El revuelo levantado por los empresarios y partidarios de las corridas de toros sobre la propuesta de la ministra de Medio Ambiente, Cristina Narbona, de prohibir la muerte del toro en las corridas, -queno la tortura que sufre el animal antes y después de su entrada en la plaza-, es digno de un profundo estudio desde diferentes perspectivas: filosófica, psicológica, biológica y económica (¡no de los toros, sino de los taurinos!). Dejo este estudio a los investigadores, y yo como un ser humano sensible al dolor de los demás -de quienes poseen sistema nervioso central, o sea los animales, tanto humanos como los no humanos-, aquí solo narro una pequeña parte del tormento que sufre un ser noble e indefenso atrapado por un grupo de seres que satisfacen sus instintos básicos en una orgías de sangre y violencia.

Cada año miles de toros son torturados en las llamadas fiestas nacionales hasta morir, y cientos de caballos son atrozmente mutilados en nombre de la tradición y la cultura. Aún me veo incapaz de asociar el término fiesta –que lo relacionaba con el júbilo y la alegría– a un espectáculo de sangre y dolor.

Nos dicen que las corridas son la máxima representación del arte y la valentía de un ser humano, el torero. Sin embargo, poca bravura necesitan quienes, segúnla denuncia de varios veterinarios de la plaza de Las Ventas de Madrid, antes de soltar al toro en la plaza, les clavan alfileres en los genitales para restarles fuerzas, les introducen algodón en la garganta, líquidos cáusticos en los ojos para dificultar su visión o les ponen en las patas una sustancia que les produce ardor y les impide mantenerse quietos. Creo que los ciudadanos, e incluso los que asisten a aquel dantesco espectáculo del dolor y brutalidad gratuita, tienen derecho a saber que un día antes de que el toro pise la plaza le recortan los cuernos para proteger al torero, le cuelgan sacos de arena en el cuello durante interminables horas, lo sumergen en agua y cal toda una noche para ablandar su piel y facilitar la introducción de las mortales picas, lo encierran en un lugar oscuro para que, al soltarlo, la luz y los gritos de los espectadores lo aterren y sus intentos de huir parezcan ferocidad.
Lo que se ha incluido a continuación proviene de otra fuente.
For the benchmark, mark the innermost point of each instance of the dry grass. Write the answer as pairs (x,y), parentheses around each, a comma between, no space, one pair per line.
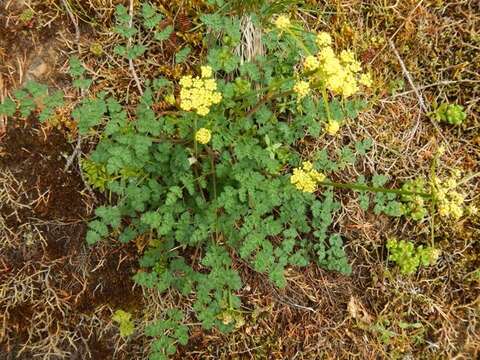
(375,313)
Todo este ritual de tortura es para que aquellos valientes toreros puedan incrustarles una pica de 14 centímetros –que les perfora el pulmón, provocando una hemorragia que limita su capacidad– para luego introducirles en la misma herida o cerca de ella unos arpones de 8 centímetros, con los que el desgraciado animal, con cada movimiento para librarse de ellos, se desgarra aún más. La víctima agoniza y vomita sangre, y aun así, el espectáculo-tortura sigue y sigue, pues aunque un solo puyazo podría acabar con la vida del toro, eso se hace en tres tiempos para mayor goce de la afición.

Para el desgraciado animal, la muerte se hace rogar. Aún su cuerpo debe ser atravesado con una espada de 80 centímetros de longitud, que puede destrozarle el hígado, los pulmones, la pleura, etc. Si tiene suerte morirá ahogado en su propio vómito de sangre, y si no le apuñalarán en la nuca en el descabello, con una espada que termina en una cuchilla de 10 centímetros que le seccionará la médula espinal. Mientras ha perdido el control sobre su cuerpo, el toro sigue consciente para ver cómo aquella barbaridad termina en el llamado arrastre.

Me pongo en la piel de esos animales y sufro con ellos, al igual que me pongo en el cuerpo de aquellas personas que son sometidas a torturas, maniatadas y amordazadas, en los calabozos de un sinfín de países. Unos y otros son víctimas del cinismo y de la barbarie de los que ejercen poder sobre sus vidas para aumentar sus cuentas corrientes.

La tortura no es cultura. Ni todos los ingredientes de las tradiciones centenarias -como por ejemplo, la ablación en Africa-, deben ser preservados ni mucho menos respetadas. ¡Por un mundo sin torturas!